Tokyo, Japan, April 15, 2020 – On January 19, 2020, former Japanese women’s national team player Megumi Kurihara told FujiTV viewers about a health scare that few people knew about at the time, in 2016. Only on the show did she release the details.
Kurihara retired at the end of the 2018-2019 season after playing for 14 seasons. She started playing on the Japanese national team at the age of 16 in 2001 and became a household name in Japan along with her teammate Kana Oyama at the 2003 FIVB Volleyball World Cup, as part of the “MegKana” combination. The “MegKana” pair would go on to play together at the 2004 Athens Olympic Games where Japan finished fifth.
Kurihara started her professional career in 2003 with the NEC Red Rockets before moving to the Pioneer Red Wings in 2004. After joining the Red Wings, she brought them their third and final title in 2006. Kurihara would stay with Pioneer until the end of the 2011 season.
In 2007, she finished in ninth place in scoring in the FIVB Volleyball World Grand Prix with Japan with 125 points, and in 2008 helped her country qualify for the Beijing Olympic Games and led the 2008 World Grand Prix Final Round in scoring.
Despite injuries to her left foot and meniscus during this time, Megumi was also able to help Japan to bronze at the 2010 FIVB Volleyball World Championship under coach Masayoshi Manabe, and after surgery on her knee and the end of the Japanese season in 2011 signed for Dinamo Kazan in the Russian women’s league. She retired from the national team in 2012 and moved to the Okayama Seagulls in 2012 and then Hitachi Rivale in 2014.
2008 World Grand Prix individual award winners including Best Scorer and Best Server Megumi Kurihara (centre)
In September 2016, however, before starting her V.League season with Hitachi, she started feeling harsh headaches. Even when taping herself before practice, the pain was so bad that she would start crying. Frightened, she visited the hospital with the team trainer.

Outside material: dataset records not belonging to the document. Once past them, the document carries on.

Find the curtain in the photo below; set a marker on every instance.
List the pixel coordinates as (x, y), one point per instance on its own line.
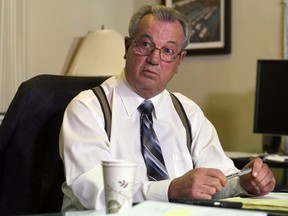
(12, 49)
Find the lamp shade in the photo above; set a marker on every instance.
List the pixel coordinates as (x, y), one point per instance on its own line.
(100, 54)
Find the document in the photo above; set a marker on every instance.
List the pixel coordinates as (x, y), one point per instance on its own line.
(271, 201)
(174, 209)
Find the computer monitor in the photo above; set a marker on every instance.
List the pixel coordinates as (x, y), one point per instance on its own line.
(271, 100)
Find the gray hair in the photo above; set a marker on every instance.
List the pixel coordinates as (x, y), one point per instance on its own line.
(162, 13)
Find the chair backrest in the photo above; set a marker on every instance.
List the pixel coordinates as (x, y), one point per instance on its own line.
(31, 171)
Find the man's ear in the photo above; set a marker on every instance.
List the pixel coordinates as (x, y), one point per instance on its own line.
(127, 45)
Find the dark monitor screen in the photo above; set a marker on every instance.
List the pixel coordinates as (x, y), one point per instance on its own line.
(271, 102)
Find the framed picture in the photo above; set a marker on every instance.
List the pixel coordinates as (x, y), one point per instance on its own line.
(211, 25)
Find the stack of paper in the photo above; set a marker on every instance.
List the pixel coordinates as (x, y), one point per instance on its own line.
(172, 209)
(272, 201)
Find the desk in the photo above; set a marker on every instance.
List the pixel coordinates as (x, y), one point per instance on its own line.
(168, 209)
(241, 162)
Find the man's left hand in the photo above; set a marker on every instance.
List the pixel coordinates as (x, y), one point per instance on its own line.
(261, 181)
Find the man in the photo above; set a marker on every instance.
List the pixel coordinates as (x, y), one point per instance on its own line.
(154, 52)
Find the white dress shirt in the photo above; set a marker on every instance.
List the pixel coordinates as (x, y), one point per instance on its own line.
(84, 144)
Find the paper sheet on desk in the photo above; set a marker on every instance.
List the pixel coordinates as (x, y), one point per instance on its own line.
(172, 209)
(278, 158)
(272, 201)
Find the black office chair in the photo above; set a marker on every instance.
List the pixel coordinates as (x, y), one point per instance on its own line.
(31, 171)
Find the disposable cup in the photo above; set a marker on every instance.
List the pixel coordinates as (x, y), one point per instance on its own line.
(119, 177)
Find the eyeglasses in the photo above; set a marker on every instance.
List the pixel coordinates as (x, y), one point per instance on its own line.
(145, 48)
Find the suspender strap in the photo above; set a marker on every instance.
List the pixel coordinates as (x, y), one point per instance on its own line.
(181, 112)
(99, 92)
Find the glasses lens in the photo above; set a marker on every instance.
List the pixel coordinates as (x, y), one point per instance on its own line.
(146, 48)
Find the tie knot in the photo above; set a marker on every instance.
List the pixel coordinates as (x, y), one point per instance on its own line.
(146, 107)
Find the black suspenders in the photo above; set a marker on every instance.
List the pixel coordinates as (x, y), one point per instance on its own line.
(99, 92)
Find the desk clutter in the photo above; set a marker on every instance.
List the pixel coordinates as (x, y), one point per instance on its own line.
(272, 201)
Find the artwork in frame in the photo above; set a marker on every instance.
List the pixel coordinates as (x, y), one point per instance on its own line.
(211, 25)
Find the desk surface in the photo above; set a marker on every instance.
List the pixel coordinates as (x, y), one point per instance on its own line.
(168, 209)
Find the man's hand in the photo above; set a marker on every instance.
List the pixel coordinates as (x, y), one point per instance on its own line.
(261, 181)
(199, 183)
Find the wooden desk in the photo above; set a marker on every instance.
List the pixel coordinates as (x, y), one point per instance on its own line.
(283, 186)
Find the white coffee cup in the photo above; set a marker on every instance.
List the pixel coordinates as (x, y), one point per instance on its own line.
(119, 177)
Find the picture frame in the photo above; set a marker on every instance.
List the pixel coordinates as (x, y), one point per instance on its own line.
(211, 25)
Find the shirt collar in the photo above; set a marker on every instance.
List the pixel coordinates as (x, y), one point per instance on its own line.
(131, 100)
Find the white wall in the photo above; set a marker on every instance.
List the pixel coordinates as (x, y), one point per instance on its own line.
(223, 85)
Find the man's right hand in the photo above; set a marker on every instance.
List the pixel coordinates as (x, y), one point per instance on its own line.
(199, 183)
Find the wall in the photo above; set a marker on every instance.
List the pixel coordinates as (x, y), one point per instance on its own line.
(223, 85)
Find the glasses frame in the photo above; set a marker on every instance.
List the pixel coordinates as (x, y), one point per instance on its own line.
(160, 52)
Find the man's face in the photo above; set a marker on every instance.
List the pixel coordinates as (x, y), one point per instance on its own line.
(148, 75)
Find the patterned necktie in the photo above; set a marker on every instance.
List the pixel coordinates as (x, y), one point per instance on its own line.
(151, 150)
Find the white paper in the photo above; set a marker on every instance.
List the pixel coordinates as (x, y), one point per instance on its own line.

At the hospital doctors looked and found that she had cerebral venous thrombosis, which would not allow blood to drain from her brain. If not treated quickly, it could have caused a stroke or worse become fatal.
When the doctor told Kurihara what he had found, she was not worried about her playing career, she was worried about whether she would be able to return to normal everyday life. Her mother, who lived in Hiroshima, traveled to visit her daughter at the hospital.
Kurihara knew that she might have to retire from the sport. But instead, she decided to see if she could make it back for the rest of the 2016-2017 season.
The first thing that Kurihara had to do was rehabilitation. Working her way back to the courts even required learning how to walk again. But patiently, the 32 year old persisted and would walk up the stairs to the hospital’s roof as part of her training. Even after leaving the hospital, she would walk around her neighbourhood. First for 10 minutes, then increasing to 20 minutes and then increasing to 30 minutes. Gradually she rebuilt the strength in her legs – lifting weights – to play volleyball.
By January 2017, Kurihara was able to return to the court as a substitute in a match against JT Marvelous. She took 14 swings and finished with just two points from those swings, but playing in a match was the real victory. “I could not believe it,” she told FujiTV viewers. “I did not think that I would be standing on the court that day.” Her doctor even thought it would be next to impossible.
Kurihara continued for one more season with Rivale before leaving to play closer to her mother in Osaka with JT Marvelous. She eventually retired from the sport on May 31, 2019.
In the interview she said that nothing had been said about her illness for the 3-4 months that she had been away from the team and the volleyball courts. Even now that she feels great and has no issues, Kurihara said that she felt regret that she had not told her fans about her illness in 2016, at the time it all happened.
Now into her retirement, Kurihara has started to follow a path similar to the one taken by her former national teammate Kana Oyama, commentating on Japanese high school and national team matches.